Tive ainda o privilégio, como poucos, de conhecer o sítio do arretado e porreta” Wadoca” que me presenteou com belas flores tropicais, destacando o imponente “Imperador”. Fui de canoa deslizando pelas barbas do “velho amarelo” que inspirou “Flori” e Sosígenes. Fui brindado pelo seu Raimundo, seu ajudante, com manjares dos deuses como aquela água de coco adocicada e divina.

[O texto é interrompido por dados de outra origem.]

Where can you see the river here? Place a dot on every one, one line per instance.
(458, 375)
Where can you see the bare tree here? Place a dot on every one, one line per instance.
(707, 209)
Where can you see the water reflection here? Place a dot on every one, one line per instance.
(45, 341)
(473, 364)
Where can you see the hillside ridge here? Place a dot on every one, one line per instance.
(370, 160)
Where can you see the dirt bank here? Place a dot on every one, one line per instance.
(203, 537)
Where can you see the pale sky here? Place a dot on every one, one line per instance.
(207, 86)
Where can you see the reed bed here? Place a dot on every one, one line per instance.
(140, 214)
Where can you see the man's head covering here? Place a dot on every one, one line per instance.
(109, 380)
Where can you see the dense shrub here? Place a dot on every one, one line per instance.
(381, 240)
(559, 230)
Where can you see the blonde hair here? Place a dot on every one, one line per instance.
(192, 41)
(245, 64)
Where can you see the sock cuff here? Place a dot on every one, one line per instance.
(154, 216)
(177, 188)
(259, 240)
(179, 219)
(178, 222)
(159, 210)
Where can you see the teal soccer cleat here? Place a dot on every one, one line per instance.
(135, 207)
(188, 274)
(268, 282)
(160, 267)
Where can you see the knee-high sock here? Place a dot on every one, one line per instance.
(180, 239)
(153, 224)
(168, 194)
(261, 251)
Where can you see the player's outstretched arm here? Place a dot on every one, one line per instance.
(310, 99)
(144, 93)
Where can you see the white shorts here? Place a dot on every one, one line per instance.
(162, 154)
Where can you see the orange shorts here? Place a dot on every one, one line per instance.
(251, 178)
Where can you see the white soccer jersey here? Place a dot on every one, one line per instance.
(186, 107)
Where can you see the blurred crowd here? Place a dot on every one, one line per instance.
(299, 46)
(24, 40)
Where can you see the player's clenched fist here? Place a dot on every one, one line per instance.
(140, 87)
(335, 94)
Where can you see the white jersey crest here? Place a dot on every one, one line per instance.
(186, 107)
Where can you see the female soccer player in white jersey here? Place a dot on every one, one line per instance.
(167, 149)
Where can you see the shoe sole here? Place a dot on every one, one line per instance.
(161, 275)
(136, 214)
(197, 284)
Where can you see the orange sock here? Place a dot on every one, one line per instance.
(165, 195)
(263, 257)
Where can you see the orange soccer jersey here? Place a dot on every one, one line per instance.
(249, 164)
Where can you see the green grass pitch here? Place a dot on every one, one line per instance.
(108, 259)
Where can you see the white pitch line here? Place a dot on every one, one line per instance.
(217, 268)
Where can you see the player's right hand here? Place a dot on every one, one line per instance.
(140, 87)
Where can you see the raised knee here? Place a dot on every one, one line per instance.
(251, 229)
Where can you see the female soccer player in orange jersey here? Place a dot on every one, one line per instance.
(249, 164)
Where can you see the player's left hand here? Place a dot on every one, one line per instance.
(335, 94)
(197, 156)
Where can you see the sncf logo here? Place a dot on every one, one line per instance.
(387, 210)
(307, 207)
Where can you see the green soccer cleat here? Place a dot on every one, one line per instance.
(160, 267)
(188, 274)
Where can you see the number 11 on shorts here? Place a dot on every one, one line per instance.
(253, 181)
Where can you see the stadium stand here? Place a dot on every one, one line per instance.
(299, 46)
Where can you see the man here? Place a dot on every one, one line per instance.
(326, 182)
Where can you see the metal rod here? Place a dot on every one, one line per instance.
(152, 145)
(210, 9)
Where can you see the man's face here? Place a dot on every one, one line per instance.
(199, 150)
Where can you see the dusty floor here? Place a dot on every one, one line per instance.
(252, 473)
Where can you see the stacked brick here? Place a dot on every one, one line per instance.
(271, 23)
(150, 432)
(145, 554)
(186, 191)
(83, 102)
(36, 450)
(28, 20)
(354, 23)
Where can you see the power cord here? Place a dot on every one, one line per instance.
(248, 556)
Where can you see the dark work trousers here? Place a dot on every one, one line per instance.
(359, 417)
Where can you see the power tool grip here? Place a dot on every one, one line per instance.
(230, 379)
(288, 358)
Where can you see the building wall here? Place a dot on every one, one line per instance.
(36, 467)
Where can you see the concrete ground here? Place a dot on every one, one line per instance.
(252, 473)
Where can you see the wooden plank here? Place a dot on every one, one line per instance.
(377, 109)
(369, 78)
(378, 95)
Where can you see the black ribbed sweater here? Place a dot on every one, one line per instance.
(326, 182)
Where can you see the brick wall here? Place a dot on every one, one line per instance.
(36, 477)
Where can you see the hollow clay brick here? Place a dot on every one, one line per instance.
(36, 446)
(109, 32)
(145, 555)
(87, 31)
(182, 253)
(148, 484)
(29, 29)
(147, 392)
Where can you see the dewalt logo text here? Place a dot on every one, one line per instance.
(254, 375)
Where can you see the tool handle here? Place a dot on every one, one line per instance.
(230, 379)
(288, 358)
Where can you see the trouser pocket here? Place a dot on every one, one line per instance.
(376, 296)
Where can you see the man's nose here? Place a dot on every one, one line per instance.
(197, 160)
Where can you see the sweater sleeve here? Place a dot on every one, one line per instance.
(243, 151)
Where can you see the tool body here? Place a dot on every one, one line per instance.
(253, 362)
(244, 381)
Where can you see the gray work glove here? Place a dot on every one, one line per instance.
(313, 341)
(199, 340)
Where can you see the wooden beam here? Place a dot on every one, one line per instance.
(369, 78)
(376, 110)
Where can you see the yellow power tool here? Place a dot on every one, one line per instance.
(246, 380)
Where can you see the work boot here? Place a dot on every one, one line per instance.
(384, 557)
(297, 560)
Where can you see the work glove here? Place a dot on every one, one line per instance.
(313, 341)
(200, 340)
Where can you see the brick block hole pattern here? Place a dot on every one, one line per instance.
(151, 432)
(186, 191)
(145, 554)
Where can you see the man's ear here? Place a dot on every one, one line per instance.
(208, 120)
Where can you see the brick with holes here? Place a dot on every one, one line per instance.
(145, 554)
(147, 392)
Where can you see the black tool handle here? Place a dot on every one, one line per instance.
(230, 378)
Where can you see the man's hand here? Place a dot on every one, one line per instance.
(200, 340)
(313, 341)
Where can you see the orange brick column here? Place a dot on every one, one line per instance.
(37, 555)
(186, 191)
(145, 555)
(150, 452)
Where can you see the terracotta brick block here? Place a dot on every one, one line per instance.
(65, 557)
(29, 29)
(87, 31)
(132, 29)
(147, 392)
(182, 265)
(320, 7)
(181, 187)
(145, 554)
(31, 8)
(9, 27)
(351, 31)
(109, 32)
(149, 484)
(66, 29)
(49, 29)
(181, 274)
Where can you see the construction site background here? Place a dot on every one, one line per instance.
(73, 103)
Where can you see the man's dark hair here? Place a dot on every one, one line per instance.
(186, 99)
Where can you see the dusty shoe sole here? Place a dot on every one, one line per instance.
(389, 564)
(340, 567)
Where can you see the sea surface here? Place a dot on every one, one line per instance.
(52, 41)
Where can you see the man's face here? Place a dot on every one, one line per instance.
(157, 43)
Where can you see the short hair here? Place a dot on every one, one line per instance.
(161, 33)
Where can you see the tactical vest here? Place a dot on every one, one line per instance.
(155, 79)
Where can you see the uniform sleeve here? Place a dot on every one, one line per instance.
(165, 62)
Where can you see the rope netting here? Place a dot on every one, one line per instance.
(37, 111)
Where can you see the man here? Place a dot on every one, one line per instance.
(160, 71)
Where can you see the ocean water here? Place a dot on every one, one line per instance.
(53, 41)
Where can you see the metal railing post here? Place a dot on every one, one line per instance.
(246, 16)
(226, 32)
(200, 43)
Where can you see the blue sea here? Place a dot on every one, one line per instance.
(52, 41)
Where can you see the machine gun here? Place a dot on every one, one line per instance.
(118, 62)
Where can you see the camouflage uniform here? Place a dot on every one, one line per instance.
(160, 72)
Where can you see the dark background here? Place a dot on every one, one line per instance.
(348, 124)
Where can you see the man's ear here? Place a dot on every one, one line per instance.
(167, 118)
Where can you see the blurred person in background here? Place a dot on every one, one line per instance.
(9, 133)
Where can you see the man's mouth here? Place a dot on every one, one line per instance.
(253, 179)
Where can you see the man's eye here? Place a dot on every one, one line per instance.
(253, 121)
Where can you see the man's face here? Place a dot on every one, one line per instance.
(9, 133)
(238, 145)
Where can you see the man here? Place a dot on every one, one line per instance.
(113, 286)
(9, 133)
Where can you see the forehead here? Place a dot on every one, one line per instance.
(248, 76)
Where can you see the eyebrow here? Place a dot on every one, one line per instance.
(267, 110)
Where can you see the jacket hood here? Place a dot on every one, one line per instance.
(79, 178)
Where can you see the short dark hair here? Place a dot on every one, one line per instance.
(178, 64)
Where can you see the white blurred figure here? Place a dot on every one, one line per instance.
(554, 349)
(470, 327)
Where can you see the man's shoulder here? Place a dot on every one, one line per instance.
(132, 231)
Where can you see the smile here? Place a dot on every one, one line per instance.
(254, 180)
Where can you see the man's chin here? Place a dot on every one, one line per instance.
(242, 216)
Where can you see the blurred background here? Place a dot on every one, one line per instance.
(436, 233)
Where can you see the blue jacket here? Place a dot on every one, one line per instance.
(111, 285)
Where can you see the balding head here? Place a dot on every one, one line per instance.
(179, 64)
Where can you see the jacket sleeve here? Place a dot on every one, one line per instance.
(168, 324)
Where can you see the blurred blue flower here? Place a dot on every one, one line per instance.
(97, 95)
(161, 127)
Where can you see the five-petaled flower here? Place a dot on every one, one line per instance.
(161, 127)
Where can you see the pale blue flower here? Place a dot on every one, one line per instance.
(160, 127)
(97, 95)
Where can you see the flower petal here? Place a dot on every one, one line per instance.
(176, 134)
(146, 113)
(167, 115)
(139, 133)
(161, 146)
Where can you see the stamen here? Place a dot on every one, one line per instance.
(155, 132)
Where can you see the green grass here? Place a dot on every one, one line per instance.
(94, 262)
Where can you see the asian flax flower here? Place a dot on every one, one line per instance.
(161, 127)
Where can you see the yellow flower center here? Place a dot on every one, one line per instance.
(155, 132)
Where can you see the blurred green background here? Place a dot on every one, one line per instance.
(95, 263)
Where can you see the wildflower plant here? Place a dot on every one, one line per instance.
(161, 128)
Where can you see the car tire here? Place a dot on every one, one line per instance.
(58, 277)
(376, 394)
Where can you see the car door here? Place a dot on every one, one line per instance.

Ah! Já ia me esquecendo e não ia me perdoar pela falha. Não deixe de curtir o pôr-do-sol no amarelo-verde do Jequitinhonha, tomando aquela gelada e batendo um bom papo solto e cadenciado. Aprecie a natureza e a sonolência do tempo. Você até esquece dele e ele de você. Pra que pensar em existência e sentido!
Retornei com saudades, levando na alma o canto lamuriante e alegre do sabiá já que não pude trazê-lo preso comigo como bem me advertiu “Wadoca”. Não seria nunca mais recebido pela gente daquela pacata terra belmontense dos sabiás. Preferi roubar só o seu canto e deixar o pássaro lá fazendo seu concerto nas mangueiras e nas copas das árvores frondosas que cobrem de verde toda Belmonte.
Só não vou contar a você, “Wadoca”, e a mais ninguém como consegui roubar o canto dos sabiás. É um segredo, e se eu contar vai quebrar o encanto e nunca mais vou ouvir o canto melodioso de lá. Eu ainda vou voltar para ver esse patrimônio restaurado por essa gente que não quer ver sua memória se acabar.